We can approximate $e_{ij}(x_i+Δx_i, x_j+Δx_j) = e_{ij}(x+Δx)$ using the Jacobian as $e_{ij}(x) + J_{ij}Δx$. Then we can approximate $F_{ij}$ as $(e_{ij}+J_{ij}Δx)^T Ω_{ij} (e_{ij}+J_{ij}Δx) = e_{ij}^T Ω_{ij} e_{ij} + 2 e_{ij}^T Ω_{ij} J_{ij} Δx + Δx^T J_{ij}^T Ω_{ij} J_{ij} Δx = c_{ij} + 2 b_{ij} Δx + Δx^T H_{ij} Δx$.

Hence $F$ can be (locally) minimized by solving $HΔx=-2b$, where $H$ and $b$ are sums of corresponding $H_{ij}$ and $b_{ij}$. $H$ is (similar to $Ω$) also called the information matrix of the system.

Why use Rust

I see a few problems with the current state of g2o and want to fix those:

  1. A lot of pointers waiting to become memory leaks. This is getting better over time, but I think it should be the very basic part of the software. Rust is much better in that regard, although one might get problems with coding a graph (I heard Rust dislikes double-linked lists).

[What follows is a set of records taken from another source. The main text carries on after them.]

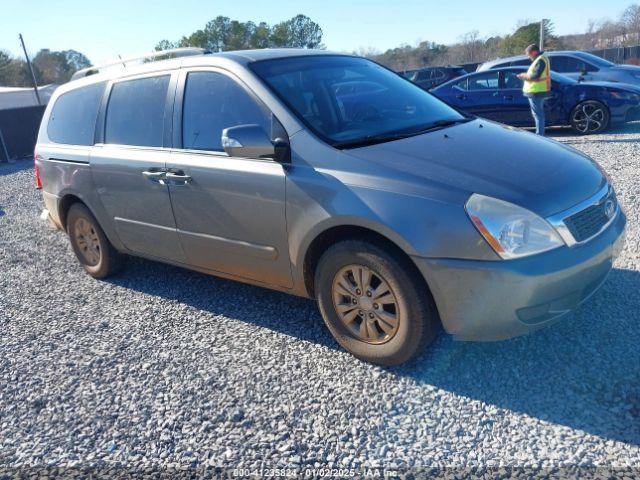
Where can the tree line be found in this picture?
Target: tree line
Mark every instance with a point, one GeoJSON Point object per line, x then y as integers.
{"type": "Point", "coordinates": [220, 34]}
{"type": "Point", "coordinates": [473, 48]}
{"type": "Point", "coordinates": [223, 34]}
{"type": "Point", "coordinates": [48, 66]}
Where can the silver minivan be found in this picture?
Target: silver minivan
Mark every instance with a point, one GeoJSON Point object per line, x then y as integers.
{"type": "Point", "coordinates": [331, 177]}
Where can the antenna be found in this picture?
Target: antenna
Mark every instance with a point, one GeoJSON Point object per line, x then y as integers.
{"type": "Point", "coordinates": [176, 52]}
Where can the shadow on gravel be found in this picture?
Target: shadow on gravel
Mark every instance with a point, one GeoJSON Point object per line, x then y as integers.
{"type": "Point", "coordinates": [583, 372]}
{"type": "Point", "coordinates": [266, 308]}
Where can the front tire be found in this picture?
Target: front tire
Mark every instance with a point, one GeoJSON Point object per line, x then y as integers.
{"type": "Point", "coordinates": [589, 117]}
{"type": "Point", "coordinates": [374, 303]}
{"type": "Point", "coordinates": [92, 248]}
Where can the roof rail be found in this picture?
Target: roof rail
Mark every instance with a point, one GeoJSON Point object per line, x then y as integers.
{"type": "Point", "coordinates": [176, 52]}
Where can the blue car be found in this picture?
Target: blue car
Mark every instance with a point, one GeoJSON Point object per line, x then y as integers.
{"type": "Point", "coordinates": [586, 107]}
{"type": "Point", "coordinates": [577, 65]}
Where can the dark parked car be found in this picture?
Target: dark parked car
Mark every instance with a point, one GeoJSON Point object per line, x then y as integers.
{"type": "Point", "coordinates": [576, 65]}
{"type": "Point", "coordinates": [433, 76]}
{"type": "Point", "coordinates": [586, 107]}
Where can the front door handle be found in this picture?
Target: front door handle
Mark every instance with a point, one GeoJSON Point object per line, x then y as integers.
{"type": "Point", "coordinates": [154, 176]}
{"type": "Point", "coordinates": [177, 178]}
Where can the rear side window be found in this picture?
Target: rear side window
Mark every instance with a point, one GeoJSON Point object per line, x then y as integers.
{"type": "Point", "coordinates": [73, 117]}
{"type": "Point", "coordinates": [484, 81]}
{"type": "Point", "coordinates": [213, 102]}
{"type": "Point", "coordinates": [135, 114]}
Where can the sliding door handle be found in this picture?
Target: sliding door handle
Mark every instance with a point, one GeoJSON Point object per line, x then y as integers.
{"type": "Point", "coordinates": [177, 177]}
{"type": "Point", "coordinates": [154, 176]}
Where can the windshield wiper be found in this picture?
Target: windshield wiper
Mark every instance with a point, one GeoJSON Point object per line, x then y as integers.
{"type": "Point", "coordinates": [442, 123]}
{"type": "Point", "coordinates": [388, 137]}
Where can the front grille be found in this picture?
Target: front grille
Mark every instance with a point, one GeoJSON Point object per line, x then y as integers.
{"type": "Point", "coordinates": [588, 222]}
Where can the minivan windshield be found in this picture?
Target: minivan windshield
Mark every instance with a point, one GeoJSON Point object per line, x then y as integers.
{"type": "Point", "coordinates": [351, 101]}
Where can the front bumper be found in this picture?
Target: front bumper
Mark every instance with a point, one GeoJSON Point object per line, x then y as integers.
{"type": "Point", "coordinates": [484, 300]}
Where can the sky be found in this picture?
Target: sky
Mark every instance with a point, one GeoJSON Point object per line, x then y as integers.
{"type": "Point", "coordinates": [103, 30]}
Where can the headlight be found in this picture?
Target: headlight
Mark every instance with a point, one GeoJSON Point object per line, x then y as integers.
{"type": "Point", "coordinates": [511, 231]}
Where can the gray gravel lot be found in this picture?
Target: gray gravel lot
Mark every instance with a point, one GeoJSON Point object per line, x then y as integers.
{"type": "Point", "coordinates": [163, 367]}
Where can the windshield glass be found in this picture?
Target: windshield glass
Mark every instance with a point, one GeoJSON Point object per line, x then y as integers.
{"type": "Point", "coordinates": [597, 61]}
{"type": "Point", "coordinates": [350, 100]}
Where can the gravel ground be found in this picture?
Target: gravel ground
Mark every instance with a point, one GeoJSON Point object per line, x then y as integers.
{"type": "Point", "coordinates": [163, 368]}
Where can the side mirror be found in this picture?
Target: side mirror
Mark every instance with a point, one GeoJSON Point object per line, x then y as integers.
{"type": "Point", "coordinates": [251, 141]}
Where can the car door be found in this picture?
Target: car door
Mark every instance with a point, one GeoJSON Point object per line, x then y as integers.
{"type": "Point", "coordinates": [483, 97]}
{"type": "Point", "coordinates": [128, 163]}
{"type": "Point", "coordinates": [572, 67]}
{"type": "Point", "coordinates": [229, 211]}
{"type": "Point", "coordinates": [516, 109]}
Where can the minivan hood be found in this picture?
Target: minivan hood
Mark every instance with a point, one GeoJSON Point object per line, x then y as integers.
{"type": "Point", "coordinates": [480, 156]}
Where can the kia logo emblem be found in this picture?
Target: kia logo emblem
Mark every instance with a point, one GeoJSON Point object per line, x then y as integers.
{"type": "Point", "coordinates": [609, 208]}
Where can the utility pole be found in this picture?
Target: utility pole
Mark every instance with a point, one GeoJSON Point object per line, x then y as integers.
{"type": "Point", "coordinates": [33, 76]}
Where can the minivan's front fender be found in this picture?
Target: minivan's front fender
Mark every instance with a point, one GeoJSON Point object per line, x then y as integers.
{"type": "Point", "coordinates": [318, 200]}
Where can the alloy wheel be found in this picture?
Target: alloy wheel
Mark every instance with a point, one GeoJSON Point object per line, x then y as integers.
{"type": "Point", "coordinates": [366, 304]}
{"type": "Point", "coordinates": [87, 241]}
{"type": "Point", "coordinates": [589, 117]}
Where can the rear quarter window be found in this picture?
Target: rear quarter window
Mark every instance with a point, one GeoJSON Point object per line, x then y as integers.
{"type": "Point", "coordinates": [135, 114]}
{"type": "Point", "coordinates": [73, 117]}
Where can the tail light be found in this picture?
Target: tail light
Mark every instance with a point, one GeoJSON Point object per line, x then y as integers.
{"type": "Point", "coordinates": [36, 168]}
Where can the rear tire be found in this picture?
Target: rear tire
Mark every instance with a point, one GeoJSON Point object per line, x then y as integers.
{"type": "Point", "coordinates": [589, 117]}
{"type": "Point", "coordinates": [92, 248]}
{"type": "Point", "coordinates": [374, 303]}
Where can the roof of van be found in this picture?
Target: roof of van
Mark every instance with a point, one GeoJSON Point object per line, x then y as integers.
{"type": "Point", "coordinates": [239, 57]}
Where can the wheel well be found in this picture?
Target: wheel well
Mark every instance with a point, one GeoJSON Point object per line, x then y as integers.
{"type": "Point", "coordinates": [330, 237]}
{"type": "Point", "coordinates": [606, 107]}
{"type": "Point", "coordinates": [65, 205]}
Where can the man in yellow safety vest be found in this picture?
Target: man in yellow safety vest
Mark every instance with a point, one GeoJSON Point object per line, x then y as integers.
{"type": "Point", "coordinates": [537, 84]}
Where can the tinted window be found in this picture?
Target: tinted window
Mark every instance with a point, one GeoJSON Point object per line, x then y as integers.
{"type": "Point", "coordinates": [135, 115]}
{"type": "Point", "coordinates": [213, 102]}
{"type": "Point", "coordinates": [511, 80]}
{"type": "Point", "coordinates": [484, 81]}
{"type": "Point", "coordinates": [73, 117]}
{"type": "Point", "coordinates": [462, 84]}
{"type": "Point", "coordinates": [307, 85]}
{"type": "Point", "coordinates": [564, 64]}
{"type": "Point", "coordinates": [595, 60]}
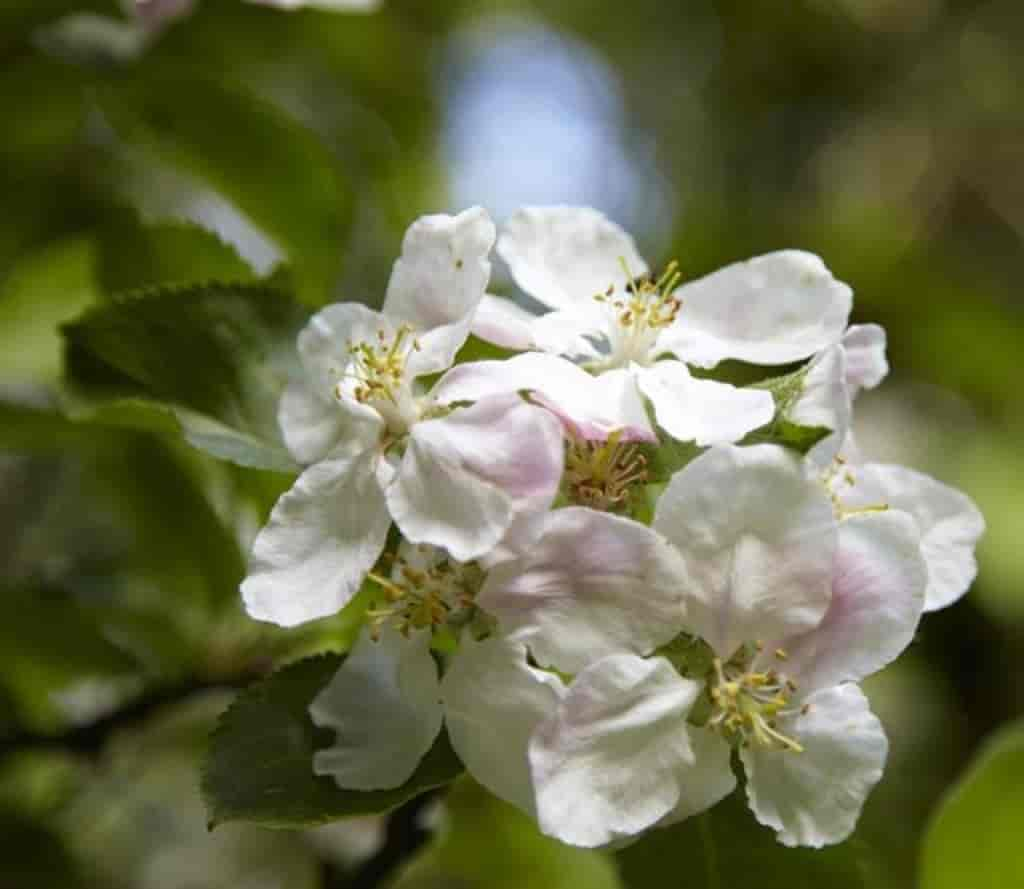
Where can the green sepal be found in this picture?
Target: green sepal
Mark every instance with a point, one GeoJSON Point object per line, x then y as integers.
{"type": "Point", "coordinates": [781, 430]}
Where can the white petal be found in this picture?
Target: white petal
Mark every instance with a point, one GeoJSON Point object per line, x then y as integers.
{"type": "Point", "coordinates": [878, 594]}
{"type": "Point", "coordinates": [702, 411]}
{"type": "Point", "coordinates": [593, 407]}
{"type": "Point", "coordinates": [771, 309]}
{"type": "Point", "coordinates": [613, 759]}
{"type": "Point", "coordinates": [494, 700]}
{"type": "Point", "coordinates": [950, 524]}
{"type": "Point", "coordinates": [706, 782]}
{"type": "Point", "coordinates": [437, 283]}
{"type": "Point", "coordinates": [384, 706]}
{"type": "Point", "coordinates": [503, 323]}
{"type": "Point", "coordinates": [594, 584]}
{"type": "Point", "coordinates": [866, 365]}
{"type": "Point", "coordinates": [313, 426]}
{"type": "Point", "coordinates": [571, 331]}
{"type": "Point", "coordinates": [562, 255]}
{"type": "Point", "coordinates": [466, 476]}
{"type": "Point", "coordinates": [758, 538]}
{"type": "Point", "coordinates": [323, 537]}
{"type": "Point", "coordinates": [814, 798]}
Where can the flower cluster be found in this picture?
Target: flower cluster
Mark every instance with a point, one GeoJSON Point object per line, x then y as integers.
{"type": "Point", "coordinates": [607, 574]}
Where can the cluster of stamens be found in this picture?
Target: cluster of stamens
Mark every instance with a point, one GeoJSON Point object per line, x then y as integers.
{"type": "Point", "coordinates": [601, 474]}
{"type": "Point", "coordinates": [837, 478]}
{"type": "Point", "coordinates": [649, 303]}
{"type": "Point", "coordinates": [747, 704]}
{"type": "Point", "coordinates": [379, 368]}
{"type": "Point", "coordinates": [427, 597]}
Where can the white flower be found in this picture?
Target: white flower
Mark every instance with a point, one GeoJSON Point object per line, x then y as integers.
{"type": "Point", "coordinates": [949, 522]}
{"type": "Point", "coordinates": [387, 703]}
{"type": "Point", "coordinates": [784, 610]}
{"type": "Point", "coordinates": [621, 323]}
{"type": "Point", "coordinates": [383, 449]}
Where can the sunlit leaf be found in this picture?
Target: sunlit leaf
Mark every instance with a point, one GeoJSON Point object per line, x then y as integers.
{"type": "Point", "coordinates": [266, 164]}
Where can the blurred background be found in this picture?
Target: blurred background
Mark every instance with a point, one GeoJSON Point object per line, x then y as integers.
{"type": "Point", "coordinates": [886, 135]}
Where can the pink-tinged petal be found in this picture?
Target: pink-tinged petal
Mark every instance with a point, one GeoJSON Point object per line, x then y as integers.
{"type": "Point", "coordinates": [566, 255]}
{"type": "Point", "coordinates": [384, 706]}
{"type": "Point", "coordinates": [950, 523]}
{"type": "Point", "coordinates": [591, 407]}
{"type": "Point", "coordinates": [758, 538]}
{"type": "Point", "coordinates": [503, 323]}
{"type": "Point", "coordinates": [465, 477]}
{"type": "Point", "coordinates": [494, 700]}
{"type": "Point", "coordinates": [702, 411]}
{"type": "Point", "coordinates": [771, 309]}
{"type": "Point", "coordinates": [878, 594]}
{"type": "Point", "coordinates": [613, 759]}
{"type": "Point", "coordinates": [438, 282]}
{"type": "Point", "coordinates": [593, 585]}
{"type": "Point", "coordinates": [323, 537]}
{"type": "Point", "coordinates": [814, 798]}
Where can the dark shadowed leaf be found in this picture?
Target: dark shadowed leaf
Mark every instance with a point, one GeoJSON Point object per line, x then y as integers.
{"type": "Point", "coordinates": [259, 767]}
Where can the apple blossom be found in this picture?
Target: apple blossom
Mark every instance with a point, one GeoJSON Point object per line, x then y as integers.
{"type": "Point", "coordinates": [384, 448]}
{"type": "Point", "coordinates": [783, 608]}
{"type": "Point", "coordinates": [610, 314]}
{"type": "Point", "coordinates": [387, 702]}
{"type": "Point", "coordinates": [949, 522]}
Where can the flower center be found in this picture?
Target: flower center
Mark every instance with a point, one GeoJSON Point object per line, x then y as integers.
{"type": "Point", "coordinates": [647, 306]}
{"type": "Point", "coordinates": [376, 377]}
{"type": "Point", "coordinates": [745, 705]}
{"type": "Point", "coordinates": [602, 474]}
{"type": "Point", "coordinates": [434, 593]}
{"type": "Point", "coordinates": [839, 479]}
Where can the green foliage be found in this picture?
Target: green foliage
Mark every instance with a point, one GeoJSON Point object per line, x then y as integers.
{"type": "Point", "coordinates": [214, 356]}
{"type": "Point", "coordinates": [975, 836]}
{"type": "Point", "coordinates": [134, 256]}
{"type": "Point", "coordinates": [485, 843]}
{"type": "Point", "coordinates": [276, 172]}
{"type": "Point", "coordinates": [55, 648]}
{"type": "Point", "coordinates": [259, 768]}
{"type": "Point", "coordinates": [781, 430]}
{"type": "Point", "coordinates": [726, 847]}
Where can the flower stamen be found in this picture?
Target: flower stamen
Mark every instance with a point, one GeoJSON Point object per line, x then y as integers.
{"type": "Point", "coordinates": [601, 474]}
{"type": "Point", "coordinates": [745, 705]}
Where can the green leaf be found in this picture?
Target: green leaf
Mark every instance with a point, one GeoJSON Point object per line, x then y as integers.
{"type": "Point", "coordinates": [259, 767]}
{"type": "Point", "coordinates": [725, 847]}
{"type": "Point", "coordinates": [975, 836]}
{"type": "Point", "coordinates": [488, 844]}
{"type": "Point", "coordinates": [52, 648]}
{"type": "Point", "coordinates": [211, 360]}
{"type": "Point", "coordinates": [274, 170]}
{"type": "Point", "coordinates": [48, 287]}
{"type": "Point", "coordinates": [133, 255]}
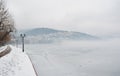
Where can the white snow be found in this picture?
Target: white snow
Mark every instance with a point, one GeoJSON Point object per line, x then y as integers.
{"type": "Point", "coordinates": [16, 63]}
{"type": "Point", "coordinates": [82, 58]}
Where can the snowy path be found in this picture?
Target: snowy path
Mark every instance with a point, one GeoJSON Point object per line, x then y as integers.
{"type": "Point", "coordinates": [76, 59]}
{"type": "Point", "coordinates": [16, 63]}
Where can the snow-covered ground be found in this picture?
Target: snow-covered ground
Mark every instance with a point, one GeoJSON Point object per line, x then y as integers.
{"type": "Point", "coordinates": [82, 58]}
{"type": "Point", "coordinates": [16, 63]}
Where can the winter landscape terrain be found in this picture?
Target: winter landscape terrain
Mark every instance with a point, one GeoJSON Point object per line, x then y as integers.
{"type": "Point", "coordinates": [76, 57]}
{"type": "Point", "coordinates": [15, 63]}
{"type": "Point", "coordinates": [79, 58]}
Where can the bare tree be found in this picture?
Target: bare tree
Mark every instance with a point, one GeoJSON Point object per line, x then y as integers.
{"type": "Point", "coordinates": [6, 23]}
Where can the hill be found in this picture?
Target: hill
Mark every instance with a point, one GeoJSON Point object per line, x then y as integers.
{"type": "Point", "coordinates": [47, 35]}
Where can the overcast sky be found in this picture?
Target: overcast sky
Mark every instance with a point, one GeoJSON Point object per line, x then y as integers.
{"type": "Point", "coordinates": [89, 16]}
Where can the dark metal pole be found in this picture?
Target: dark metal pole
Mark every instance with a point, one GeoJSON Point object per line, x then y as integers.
{"type": "Point", "coordinates": [22, 36]}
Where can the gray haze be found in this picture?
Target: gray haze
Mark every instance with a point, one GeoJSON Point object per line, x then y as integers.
{"type": "Point", "coordinates": [90, 16]}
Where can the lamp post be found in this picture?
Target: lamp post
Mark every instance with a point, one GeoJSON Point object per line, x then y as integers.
{"type": "Point", "coordinates": [22, 36]}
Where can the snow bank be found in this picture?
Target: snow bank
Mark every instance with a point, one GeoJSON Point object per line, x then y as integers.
{"type": "Point", "coordinates": [16, 63]}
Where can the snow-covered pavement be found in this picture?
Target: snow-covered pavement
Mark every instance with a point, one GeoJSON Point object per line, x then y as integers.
{"type": "Point", "coordinates": [83, 58]}
{"type": "Point", "coordinates": [16, 63]}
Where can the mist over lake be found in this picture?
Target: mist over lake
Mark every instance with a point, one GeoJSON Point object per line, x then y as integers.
{"type": "Point", "coordinates": [76, 58]}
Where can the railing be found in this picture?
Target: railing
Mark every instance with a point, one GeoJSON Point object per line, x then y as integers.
{"type": "Point", "coordinates": [5, 52]}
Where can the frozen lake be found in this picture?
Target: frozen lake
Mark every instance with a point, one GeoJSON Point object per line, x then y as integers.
{"type": "Point", "coordinates": [76, 58]}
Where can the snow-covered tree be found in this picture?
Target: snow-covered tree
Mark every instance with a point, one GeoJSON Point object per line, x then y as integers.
{"type": "Point", "coordinates": [6, 23]}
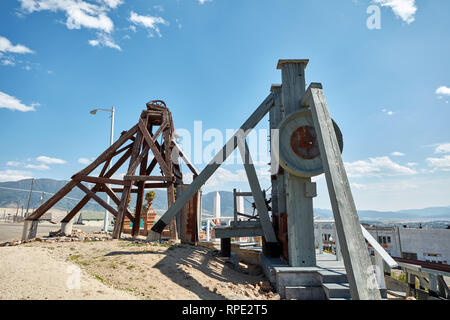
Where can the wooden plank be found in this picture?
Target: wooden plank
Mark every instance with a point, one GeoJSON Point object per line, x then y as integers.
{"type": "Point", "coordinates": [116, 200]}
{"type": "Point", "coordinates": [108, 153]}
{"type": "Point", "coordinates": [154, 149]}
{"type": "Point", "coordinates": [356, 258]}
{"type": "Point", "coordinates": [103, 180]}
{"type": "Point", "coordinates": [108, 174]}
{"type": "Point", "coordinates": [97, 198]}
{"type": "Point", "coordinates": [148, 178]}
{"type": "Point", "coordinates": [140, 199]}
{"type": "Point", "coordinates": [52, 201]}
{"type": "Point", "coordinates": [215, 163]}
{"type": "Point", "coordinates": [126, 190]}
{"type": "Point", "coordinates": [299, 207]}
{"type": "Point", "coordinates": [260, 201]}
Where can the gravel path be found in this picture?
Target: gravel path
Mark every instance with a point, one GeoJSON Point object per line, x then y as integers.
{"type": "Point", "coordinates": [34, 273]}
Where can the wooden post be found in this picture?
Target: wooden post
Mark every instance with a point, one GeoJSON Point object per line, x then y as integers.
{"type": "Point", "coordinates": [356, 257]}
{"type": "Point", "coordinates": [215, 163]}
{"type": "Point", "coordinates": [299, 207]}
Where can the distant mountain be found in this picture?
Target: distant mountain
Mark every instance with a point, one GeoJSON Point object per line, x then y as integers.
{"type": "Point", "coordinates": [13, 194]}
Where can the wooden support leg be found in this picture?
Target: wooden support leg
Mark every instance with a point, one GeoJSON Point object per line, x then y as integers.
{"type": "Point", "coordinates": [356, 258]}
{"type": "Point", "coordinates": [225, 247]}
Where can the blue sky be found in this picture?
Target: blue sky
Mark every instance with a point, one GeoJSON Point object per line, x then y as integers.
{"type": "Point", "coordinates": [214, 61]}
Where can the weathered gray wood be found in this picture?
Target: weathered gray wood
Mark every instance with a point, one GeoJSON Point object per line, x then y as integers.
{"type": "Point", "coordinates": [356, 258]}
{"type": "Point", "coordinates": [260, 201]}
{"type": "Point", "coordinates": [215, 163]}
{"type": "Point", "coordinates": [98, 199]}
{"type": "Point", "coordinates": [152, 145]}
{"type": "Point", "coordinates": [299, 207]}
{"type": "Point", "coordinates": [108, 153]}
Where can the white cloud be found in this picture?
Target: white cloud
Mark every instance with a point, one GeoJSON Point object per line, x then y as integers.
{"type": "Point", "coordinates": [377, 167]}
{"type": "Point", "coordinates": [37, 166]}
{"type": "Point", "coordinates": [397, 154]}
{"type": "Point", "coordinates": [14, 175]}
{"type": "Point", "coordinates": [85, 161]}
{"type": "Point", "coordinates": [8, 62]}
{"type": "Point", "coordinates": [111, 3]}
{"type": "Point", "coordinates": [439, 164]}
{"type": "Point", "coordinates": [443, 148]}
{"type": "Point", "coordinates": [13, 163]}
{"type": "Point", "coordinates": [48, 160]}
{"type": "Point", "coordinates": [79, 13]}
{"type": "Point", "coordinates": [12, 103]}
{"type": "Point", "coordinates": [148, 22]}
{"type": "Point", "coordinates": [104, 40]}
{"type": "Point", "coordinates": [443, 91]}
{"type": "Point", "coordinates": [7, 46]}
{"type": "Point", "coordinates": [404, 9]}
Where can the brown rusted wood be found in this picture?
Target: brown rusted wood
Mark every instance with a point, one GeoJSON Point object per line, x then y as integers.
{"type": "Point", "coordinates": [154, 149]}
{"type": "Point", "coordinates": [52, 201]}
{"type": "Point", "coordinates": [140, 198]}
{"type": "Point", "coordinates": [108, 153]}
{"type": "Point", "coordinates": [97, 198]}
{"type": "Point", "coordinates": [103, 180]}
{"type": "Point", "coordinates": [126, 190]}
{"type": "Point", "coordinates": [147, 178]}
{"type": "Point", "coordinates": [115, 199]}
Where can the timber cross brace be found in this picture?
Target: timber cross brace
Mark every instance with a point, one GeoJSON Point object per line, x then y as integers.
{"type": "Point", "coordinates": [142, 141]}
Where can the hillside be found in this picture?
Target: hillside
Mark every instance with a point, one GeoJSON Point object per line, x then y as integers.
{"type": "Point", "coordinates": [11, 196]}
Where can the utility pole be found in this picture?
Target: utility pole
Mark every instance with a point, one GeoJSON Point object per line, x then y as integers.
{"type": "Point", "coordinates": [29, 197]}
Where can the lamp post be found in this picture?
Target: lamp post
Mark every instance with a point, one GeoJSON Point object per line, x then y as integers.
{"type": "Point", "coordinates": [111, 141]}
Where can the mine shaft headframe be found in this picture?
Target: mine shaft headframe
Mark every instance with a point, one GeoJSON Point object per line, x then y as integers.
{"type": "Point", "coordinates": [156, 104]}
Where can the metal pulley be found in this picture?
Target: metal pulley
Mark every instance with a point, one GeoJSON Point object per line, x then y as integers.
{"type": "Point", "coordinates": [298, 149]}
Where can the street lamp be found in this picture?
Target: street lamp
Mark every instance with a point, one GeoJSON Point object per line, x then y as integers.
{"type": "Point", "coordinates": [111, 141]}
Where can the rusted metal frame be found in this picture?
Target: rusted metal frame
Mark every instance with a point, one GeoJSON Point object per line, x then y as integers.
{"type": "Point", "coordinates": [52, 201]}
{"type": "Point", "coordinates": [103, 180]}
{"type": "Point", "coordinates": [146, 186]}
{"type": "Point", "coordinates": [153, 147]}
{"type": "Point", "coordinates": [126, 190]}
{"type": "Point", "coordinates": [167, 134]}
{"type": "Point", "coordinates": [147, 178]}
{"type": "Point", "coordinates": [116, 199]}
{"type": "Point", "coordinates": [97, 198]}
{"type": "Point", "coordinates": [108, 153]}
{"type": "Point", "coordinates": [140, 198]}
{"type": "Point", "coordinates": [128, 146]}
{"type": "Point", "coordinates": [97, 187]}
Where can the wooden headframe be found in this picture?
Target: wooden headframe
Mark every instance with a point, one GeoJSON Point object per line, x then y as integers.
{"type": "Point", "coordinates": [141, 140]}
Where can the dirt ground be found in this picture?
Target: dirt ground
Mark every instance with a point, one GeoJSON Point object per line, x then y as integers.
{"type": "Point", "coordinates": [123, 270]}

  2. Excessive code. g2o is hard to ship - you need to manually separate header files from everything else, you need to know you have to fetch the config.h file, you have parts of the code you don't need in your header files. For example the visualization and IO is something completely unused by me. The solution I see in mind is to use traits, so nothing is forsed to have particular IO or visualization implementation, but can have it. Rust with its build-in traits shines once again.

Other suggestions

  1. Make it header only. This should make building a lot easier (I dunno about this one though).

  2. License? This is a though one for me. In theory it's a good idea to go for GPL, since then one would be able to use SuiteSparse. But at the same time I wonder if I personally want GPL license.

  3. Getter name perhaps? Gore from japanise means violence, and I thought that would be funny, but getting a better name would be nice.